I Carbonari by Saverio Caracciolo

In Italy in Serra San Bruno, still today coal is produced as it was once done, a very accurate processing without any mechanical means but using only the hands. In addition to its charm, this craft has a characteristic, which has been handed down from father to son for several generations.

Prozac by Arseniy Neskhodimov

This photo series shows the journey of the photographer in his fight with depression: "Finding antidepressants unhelpful, I decided to get out of Moscow and find somewhere I could be happier, chronicling my own experiences. But the depression followed me. People imagine that depression is like ordinary unhappiness, only more so. It isn’t. And the things we typically do to cheer ourselves up can’t be relied on as treatments."

Fate by István Kerekes

Heartbreaking and thought-evoking, this photo depicts a little girl in Transylvania. During Christmas, she was looking for wood for fire. The very poor and poverty stricken family is unemployed. For them, the survival from one day to the next it is a big challenge. 

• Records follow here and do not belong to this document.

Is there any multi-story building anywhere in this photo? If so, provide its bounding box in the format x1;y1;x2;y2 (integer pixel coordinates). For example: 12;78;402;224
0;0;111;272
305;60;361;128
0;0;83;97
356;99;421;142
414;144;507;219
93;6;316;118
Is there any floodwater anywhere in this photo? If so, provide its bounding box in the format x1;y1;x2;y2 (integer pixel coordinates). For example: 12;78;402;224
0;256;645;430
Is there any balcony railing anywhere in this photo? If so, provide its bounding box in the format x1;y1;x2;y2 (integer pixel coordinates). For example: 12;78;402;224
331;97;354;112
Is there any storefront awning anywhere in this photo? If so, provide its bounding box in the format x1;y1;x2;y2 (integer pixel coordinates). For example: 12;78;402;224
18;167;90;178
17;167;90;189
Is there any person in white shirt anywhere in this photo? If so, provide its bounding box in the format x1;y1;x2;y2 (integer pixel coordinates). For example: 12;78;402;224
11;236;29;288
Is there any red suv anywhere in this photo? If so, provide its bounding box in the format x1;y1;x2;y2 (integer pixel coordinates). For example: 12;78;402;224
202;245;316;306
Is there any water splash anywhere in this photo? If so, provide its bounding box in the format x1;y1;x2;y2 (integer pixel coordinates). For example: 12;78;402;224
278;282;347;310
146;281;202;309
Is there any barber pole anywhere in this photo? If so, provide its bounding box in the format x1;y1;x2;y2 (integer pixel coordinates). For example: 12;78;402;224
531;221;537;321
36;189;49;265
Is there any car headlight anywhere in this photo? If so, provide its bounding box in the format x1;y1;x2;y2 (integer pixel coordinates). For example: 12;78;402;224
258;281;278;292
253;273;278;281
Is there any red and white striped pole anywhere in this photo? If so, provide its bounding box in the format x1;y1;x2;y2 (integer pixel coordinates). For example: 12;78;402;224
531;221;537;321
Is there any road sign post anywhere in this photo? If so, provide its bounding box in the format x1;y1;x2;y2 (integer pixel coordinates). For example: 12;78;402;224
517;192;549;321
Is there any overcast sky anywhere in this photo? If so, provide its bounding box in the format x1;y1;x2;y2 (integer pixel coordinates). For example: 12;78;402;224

The Reflex of Love by Sam Sacramen

The photographer loves to create something unique for each couple, this time it was in Los Angeles at Wall Disney Concert Hall: the moment they got in one corner he saw that light bouncing on the wall and at the same time their reflection was on the wall. He positioned the couple on that pocket of light and asked them just to dance.

 

Growing Up in India's Coal Belt by Costa Corbas

The coal fields in Jharia at the heart of India's coal belt have been burning for more than 100 years. Villages perched on the edge of the pits still house people, threatening to collapse from one day to the next. Open pit mining is expanding in the region having a profound impact on the environment and the people who live here. Every morning before sunrise the coal fields and disused mines come alive with scavengers who pilfer coal to sell on the black market in order to make a meagre living. For the new generation growing up here, will this be the only way of life too?

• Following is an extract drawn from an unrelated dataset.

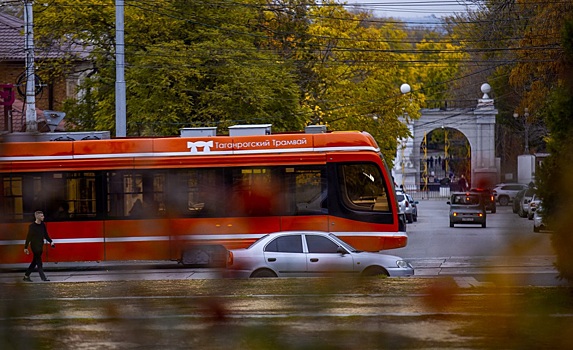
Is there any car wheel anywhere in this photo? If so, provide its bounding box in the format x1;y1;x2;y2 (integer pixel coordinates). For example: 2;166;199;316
362;266;390;276
251;269;277;278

How to Live to 100 by Arianne Clement

What is a blue zone? In recent years, the photographer has visited these places renowned for the vitality and well-being of their elderly. The blue zones are the five regions of the world with the highest concentrations of centenarians and where life expectancy is exceptionally high because of the lifestyle practiced by their inhabitants. She went to meet the centenarians of these zones, sharing their daily lives, sometimes living under their roof, documenting their lifestyle through photography.

 

Sisters by Sean Glacio

Sisters, dancers, teammates. In their eyes we can read all the deep feelings of a family story. Three sisters with a gothic mood and an impressive location. A great contrast between the beauty of three young girls and a dark mood given by the style. The result was an intimate series who showed the close relationship between these three sisters and dancers in some unusual poses. 

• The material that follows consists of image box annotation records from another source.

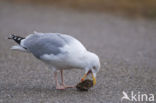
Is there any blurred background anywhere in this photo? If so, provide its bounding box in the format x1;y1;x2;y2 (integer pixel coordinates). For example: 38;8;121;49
0;0;156;103
2;0;156;18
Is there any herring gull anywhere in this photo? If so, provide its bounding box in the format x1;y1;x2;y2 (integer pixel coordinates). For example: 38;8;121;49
9;32;100;89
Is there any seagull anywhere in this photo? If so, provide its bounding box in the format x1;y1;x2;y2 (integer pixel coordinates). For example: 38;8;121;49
8;31;100;89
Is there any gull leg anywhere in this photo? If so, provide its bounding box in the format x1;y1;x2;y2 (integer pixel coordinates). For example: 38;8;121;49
60;70;74;88
54;71;65;89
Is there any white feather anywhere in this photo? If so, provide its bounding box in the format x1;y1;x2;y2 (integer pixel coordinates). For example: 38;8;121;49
10;45;27;52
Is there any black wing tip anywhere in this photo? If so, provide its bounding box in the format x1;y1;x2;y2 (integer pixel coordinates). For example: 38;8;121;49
8;34;15;39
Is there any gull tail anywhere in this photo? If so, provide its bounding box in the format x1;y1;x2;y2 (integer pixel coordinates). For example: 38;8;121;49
8;34;27;52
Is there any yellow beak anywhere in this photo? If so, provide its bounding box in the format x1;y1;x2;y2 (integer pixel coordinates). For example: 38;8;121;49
81;73;96;85
81;73;87;82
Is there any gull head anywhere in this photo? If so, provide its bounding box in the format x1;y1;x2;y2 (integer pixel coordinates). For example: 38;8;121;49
81;52;100;85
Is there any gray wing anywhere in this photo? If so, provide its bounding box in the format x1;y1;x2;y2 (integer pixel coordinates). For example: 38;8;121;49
23;33;73;58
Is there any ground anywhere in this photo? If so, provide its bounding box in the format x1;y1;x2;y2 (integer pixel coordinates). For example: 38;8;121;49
0;3;156;103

All the Grown-ups Today Have been Children by Cesar Soto

 Two friends since childhood have a dream to travel the Aguapey River in Argentina aboard a self-built canoe in search of the legendary fish "Dorado".

The Skin I'm In by Brian Cassey

Carol Mayer was left near death following a house fire when a young mother. She incurred horrific burns to over 80 percent of her body ... her family were told she would not survive. However, survive she did after enduring the year long agony of intensive care, operations and skin grafts to recovery. Over a decade on, Carol gives her time voluntarily to counsel and help later day burns victims and assist burns foundations. Carol has long grown accustomed to “The Skin I’m In’.